Corriere della Sera, 6 aprile 2024

Realizzata nel carcere più sovraffollato d’Italia dal regista bresciano Nicola Zambelli, sarà presentata al Nuovo Eden e poi pubblicata su Instagram. Spesso i documentari vengono presentati come speciali, dei quali si sente il bisogno ed evidenziano problemi reali. Non sempre lo sono, purtroppo. Nel caso di “11 giorni” invece, ultima fatica del regista bresciano Nicola Zambelli, la qualità e i contenuti esprimono davvero elementi unici, innovativi ed indispensabili: girato nel carcere Nerio Fischione, il più sovraffollato d’Italia, dà voce solo ai detenuti che raccontano la loro condizione di privazione della libertà in un format inedito di 33 episodi da un minuto, pubblicati nell’arco di 11 giorni su una pagina Instagram (@11.giorni).

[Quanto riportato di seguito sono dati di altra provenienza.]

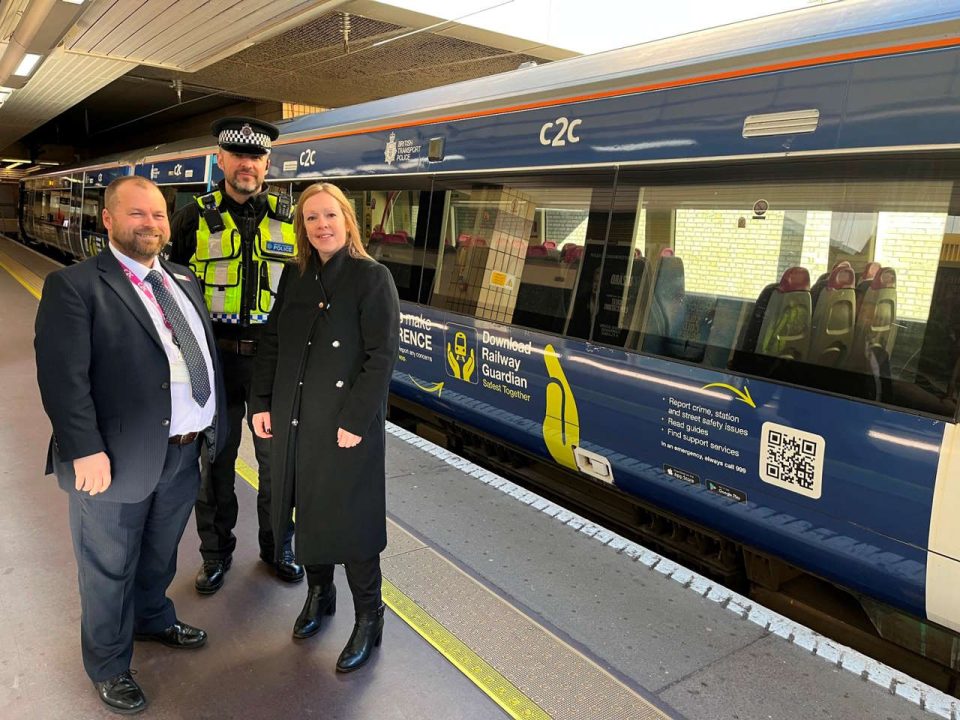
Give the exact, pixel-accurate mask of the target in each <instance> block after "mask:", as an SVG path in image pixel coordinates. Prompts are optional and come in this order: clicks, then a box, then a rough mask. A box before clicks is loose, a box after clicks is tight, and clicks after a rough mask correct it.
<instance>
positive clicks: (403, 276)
mask: <svg viewBox="0 0 960 720" xmlns="http://www.w3.org/2000/svg"><path fill="white" fill-rule="evenodd" d="M360 183H362V184H363V186H364V187H363V189H361V188H360V187H357V185H359V184H360ZM310 184H311V183H296V184H295V185H294V188H293V190H294V196H293V197H294V201H298V200H299V197H300V193H301V192H303V190H304V189H306V187H307V186H308V185H310ZM336 184H337V185H338V186H339V187H340V189H341V190H343V192H344V194H345V195H346V196H347V200H348V201H349V202H350V203H351V204H352V205H353V210H354V212H355V213H356V216H357V225H358V227H359V230H360V239H361V242H363V244H364V247H366V249H367V252H368V253H370V255H371V257H373V258H374V259H375V260H377V261H378V262H380V263H381V264H383V265H384V266H386V267H387V269H389V270H390V273H391V274H392V275H393V280H394V283H395V284H396V286H397V293H398V294H399V295H400V299H401V300H413V301H416V300H417V295H418V293H419V290H420V275H421V271H422V267H423V257H424V244H425V242H424V238H423V237H420V238H418V237H417V231H418V223H419V218H420V212H421V205H422V204H424V201H423V198H424V197H429V193H428V192H425V191H422V190H421V189H420V188H419V187H414V188H408V189H397V187H396V186H392V187H382V185H383V182H382V181H380V180H379V179H370V178H367V179H364V180H361V181H346V182H337V183H336ZM374 188H375V189H374ZM422 235H423V233H422V232H421V236H422Z"/></svg>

“L’obbiettivo di questa web-serie è quello di rivolgersi a un pubblico adolescenziale, che vive di social, per renderli maggiormente consapevoli sul tema” spiega Francesco Zambelli dell’associazione culturale InPrimis, che con Smk Factory e Associazione Carcere e Territorio ha prodotto il documentario che martedì 9 aprile arriva in versione integrale al cinema Nuovo Eden, per approdare nuovamente sui social due giorni dopo. Nel frattempo è entrato nelle scuole bresciane, dove sono stati realizzati 16 incontri che hanno coinvolto 400 studenti “che ci hanno fatto capire quanto fosse uno strumento importante di educazione civica” afferma Nicola Zambelli, regista dalla spiccata tensione sociale e abile compositore di immagini che anche stavolta riescono a trasportare lo spettatore, attraverso una superba fotografia e la scelta di non legare mai volti di detenuti alle testimonianze, nella drammaticità che si vive dentro quelle mura “che rappresentano violenza, elemento che contraddistingue il carcere in ogni sua forma” ricorda.

Violenza che spinge a ragionare sulla disumanità che accompagna la reclusione e descritta “in un momento in cui la situazione era meno coercitiva di adesso” denuncia la garante dei detenuti del Comune di Brescia Luisa Ravagnani, la quale spiega come “nel periodo delle riprese le celle rimanevano aperte di giorno, mentre adesso sono tornate chiuse”. Questo anche a causa delle tensioni generate dal cronico sovraffollamento e dalla mancanza di personale. “Anche per questo è necessario che si trovino strumenti per svuotare le carceri, magari tornando ai 75 giorni di pena ridotta per buona condotta ogni sei mesi invece che gli attuali 45” chiede Ravagnani, portavoce di una condizione riconosciuta unanimemente come inaccettabile (già 29 suicidi di detenuti e 3 agenti in Italia nel 2024).

La rotta va invertita, ma poco viene fatto. Forse perché, come recita una lettera scritta dagli stessi detenuti e che ha animato l’idea della web-serie, “sappiamo bene di essere l’ultima categoria a suscitare l’interesse di qualcuno e, probabilmente, anche l’ultima per la quale qualcuno decida di alzarsi e vedere come viviamo”. Lettera che esprimeva il desiderio “di incontrare qualcuno che confermi che si è arrivati al capolinea, risolvere questa situazione insostenibile una volta per tutte, perché la dignità di ogni uomo ha pari valore”. Lo hanno incontrato, e il risultato è questa pregevole opera.